Security Weekly 32: Oracle Products Become Victims Of a Recently Published Exploit, A New Exploit by RubyMiner, Google Play Has Removed More Than 60 Malicious Applications
Popular Oracle products fell victim to the recently published exploit, which allows remote execution of arbitrary code, although, to the surprise of experts, nothing worse than the unauthorized extraction of cryptocurrency has not happened to them. The attackers exploited the vulnerability in WebLogic application servers patched by Oracle back in October.
To use the exploit, publicly described a little more than a month ago, no special skills are required.
- Not surprisingly, the malicious campaign quickly gained momentum. Not only WebLogic servers themselves were distributed, but also other Oracle solutions that use them. Including PeopleSoft – ERP-system for managing complex administrative infrastructure and financial flows of a large enterprise (often organizations store all their data in this system, confidential and not very).
It would seem that you can not think up any more attractive targets: companies that are large enough to use expensive Oracle products, and carefree enough not to install updates available in the fall – steal insider secrets, blackmail, wait for a reply tone! Oh, at least it was possible to expect a scandal with data leakage. But no, the criminals decided that they do not have the mood to sell information on the black market, and the head hurts, but it’s much more profitable to drop the crypto-currency at current prices.
Anyway, while the attackers managed to mow at least 611 Monero tokens – about 226 thousand dollars: so much is stored in the purse, which was able to come out when analyzing the configuration file XMRig, caught the researchers. How many of all these purses, science, as usual, is not known.
A New Malware Exploit by RubyMiner
As we often have to remind, a lot of malware use exploits for already closed vulnerabilities. The calculation is obvious: not everyone will know about updates, not all of them will be installed immediately, which means that attackers will have time to profit if they act quickly.
- But the criminals behind the new RubyMiner are not in a hurry at all. They are aiming for non-renewable systems for several years – both Windows and Linux – and they use the arsenal of old, well-known and long-passed vulnerabilities for Monero’s mining with the help of the so-called RubyMiner.
After analyzing the malware for the Linux server, the researchers reported that it removes all cron jobs and assigns its own task, which once an hour downloads a script from the Internet, hidden in robots.txt files on different domains. And already this script, in turn, loads the good old XMRig.
Of course, most machines older than ten years cannot compete with the performance of modern machines, and so the mines are not particularly successful, but there is almost no or no attention at all – it is more likely that unauthorized prospectors will remain undetected for longer. As shown by the study of one wallet, hackers have already drunk at least $ 540. It seems to be a bit, but almost no costs: the domain from which the malicious script is loaded has already been used in at least one attack in 2013, and with the same exploit through which RubyMiner is distributed.
Google Play Has Removed More Than 60 Malicious Applications
In December, more than 60 malicious applications were removed from the Google Play store, mostly games that leaked through multiple checks.
The developers were banned, and the users who downloaded them continue to show warnings about the potential danger. The wiped out applications used the usual set of tactics – they threw out a warning about the virus on the whole screen, then offered to download the “antivirus” (of course, a fake one), offered users to participate in lotteries, signed them for paid services … In general, an ordinary gentleman’s set. The case as a whole would be quite ordinary, if not for one “but”.

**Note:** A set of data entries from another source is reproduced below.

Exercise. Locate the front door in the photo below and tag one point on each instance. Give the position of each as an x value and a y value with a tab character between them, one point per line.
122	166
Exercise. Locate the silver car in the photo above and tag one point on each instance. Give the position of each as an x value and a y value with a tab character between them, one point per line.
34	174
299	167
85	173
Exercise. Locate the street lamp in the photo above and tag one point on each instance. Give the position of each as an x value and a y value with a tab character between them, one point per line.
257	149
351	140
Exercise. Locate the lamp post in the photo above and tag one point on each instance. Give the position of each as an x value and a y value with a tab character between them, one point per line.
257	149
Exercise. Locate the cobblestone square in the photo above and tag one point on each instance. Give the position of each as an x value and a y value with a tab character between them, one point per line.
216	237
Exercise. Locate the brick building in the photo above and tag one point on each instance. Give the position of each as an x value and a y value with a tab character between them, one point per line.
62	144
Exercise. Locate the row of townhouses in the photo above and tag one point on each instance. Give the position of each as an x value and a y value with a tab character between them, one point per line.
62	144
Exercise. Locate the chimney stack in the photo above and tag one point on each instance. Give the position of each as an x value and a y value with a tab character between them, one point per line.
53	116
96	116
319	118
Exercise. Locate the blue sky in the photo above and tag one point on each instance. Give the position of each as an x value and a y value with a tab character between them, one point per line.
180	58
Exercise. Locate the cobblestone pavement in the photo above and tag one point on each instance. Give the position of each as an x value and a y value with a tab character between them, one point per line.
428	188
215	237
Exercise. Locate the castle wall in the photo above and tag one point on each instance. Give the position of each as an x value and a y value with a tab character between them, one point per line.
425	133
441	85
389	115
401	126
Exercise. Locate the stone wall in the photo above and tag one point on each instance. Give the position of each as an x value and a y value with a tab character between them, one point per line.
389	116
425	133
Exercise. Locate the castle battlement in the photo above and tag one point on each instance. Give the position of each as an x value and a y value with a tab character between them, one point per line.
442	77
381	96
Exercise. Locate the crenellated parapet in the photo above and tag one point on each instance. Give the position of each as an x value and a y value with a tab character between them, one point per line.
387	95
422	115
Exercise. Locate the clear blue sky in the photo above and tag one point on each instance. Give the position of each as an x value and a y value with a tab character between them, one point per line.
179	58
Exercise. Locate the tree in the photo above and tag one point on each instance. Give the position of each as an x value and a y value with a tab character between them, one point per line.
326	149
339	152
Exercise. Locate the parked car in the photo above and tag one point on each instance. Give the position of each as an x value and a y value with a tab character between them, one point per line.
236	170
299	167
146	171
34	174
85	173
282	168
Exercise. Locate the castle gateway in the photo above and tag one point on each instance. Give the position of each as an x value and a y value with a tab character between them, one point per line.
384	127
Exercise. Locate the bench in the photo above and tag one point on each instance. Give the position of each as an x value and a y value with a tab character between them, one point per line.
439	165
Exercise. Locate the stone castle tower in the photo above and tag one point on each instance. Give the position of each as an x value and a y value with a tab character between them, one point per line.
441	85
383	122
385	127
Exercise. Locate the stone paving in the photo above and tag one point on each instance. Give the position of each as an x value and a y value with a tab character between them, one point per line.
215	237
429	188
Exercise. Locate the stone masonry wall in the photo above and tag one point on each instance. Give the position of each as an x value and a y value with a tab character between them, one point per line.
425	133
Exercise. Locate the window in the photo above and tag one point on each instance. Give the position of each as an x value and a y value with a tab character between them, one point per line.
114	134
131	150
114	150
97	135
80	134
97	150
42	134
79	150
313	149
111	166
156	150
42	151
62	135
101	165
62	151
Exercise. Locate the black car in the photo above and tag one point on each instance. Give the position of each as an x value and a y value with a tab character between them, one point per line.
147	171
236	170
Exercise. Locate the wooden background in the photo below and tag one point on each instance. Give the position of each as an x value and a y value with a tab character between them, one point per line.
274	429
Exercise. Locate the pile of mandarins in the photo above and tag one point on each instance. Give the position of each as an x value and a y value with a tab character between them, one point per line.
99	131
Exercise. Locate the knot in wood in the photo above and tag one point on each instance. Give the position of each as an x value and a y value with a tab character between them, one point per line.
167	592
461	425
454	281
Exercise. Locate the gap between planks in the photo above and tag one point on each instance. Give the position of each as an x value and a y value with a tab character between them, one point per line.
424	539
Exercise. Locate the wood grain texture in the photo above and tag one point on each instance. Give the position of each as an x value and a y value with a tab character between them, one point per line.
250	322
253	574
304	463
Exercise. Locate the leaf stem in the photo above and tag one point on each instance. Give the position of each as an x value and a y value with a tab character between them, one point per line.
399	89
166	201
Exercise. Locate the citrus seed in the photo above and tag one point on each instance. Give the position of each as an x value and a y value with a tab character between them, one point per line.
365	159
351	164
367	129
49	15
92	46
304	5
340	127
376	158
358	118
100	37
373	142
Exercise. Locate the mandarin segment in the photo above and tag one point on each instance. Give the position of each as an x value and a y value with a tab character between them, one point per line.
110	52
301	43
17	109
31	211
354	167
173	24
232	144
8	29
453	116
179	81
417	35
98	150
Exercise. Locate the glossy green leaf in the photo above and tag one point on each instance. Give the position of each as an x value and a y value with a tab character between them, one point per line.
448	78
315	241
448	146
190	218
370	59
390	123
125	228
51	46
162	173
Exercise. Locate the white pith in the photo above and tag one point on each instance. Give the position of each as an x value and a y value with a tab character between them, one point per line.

- Specifically, this bundle of garbage is distinguished by the fact that, firstly, many programs were uniquely designed for preschool children: names from cartoons, puppies and other attributes of tender age. And secondly, applications sometimes started showing children hardcore porn – and on top of all other screens and without warning.
And here the question arises even not about the moral level (with it and so everything is clear), but about the adequacy of intruders. The fact is that the choice of which methods to draw money or information from a user was made after the downloading of the malware. The application has a built-in malicious component, nicknamed the AdultSwine researchers. “Pig” was registered on the development server, sent data about the user and waited for instructions, what exactly to seduce or intimidate the new victim.
- The decision to show the content of 18+ to four-year-olds reveals a clear misunderstanding by the attackers of the target audience: it is unlikely that the kids will click on a porn banner, they will rather get scared and call adults. Although, perhaps, it is a banal error in the profiling algorithms.
Be that as it may, representatives of Google stressed that starting from the end of January new protective functions are introduced in Google Play, which will warn about suspicious applications, but users need not remain vigilant.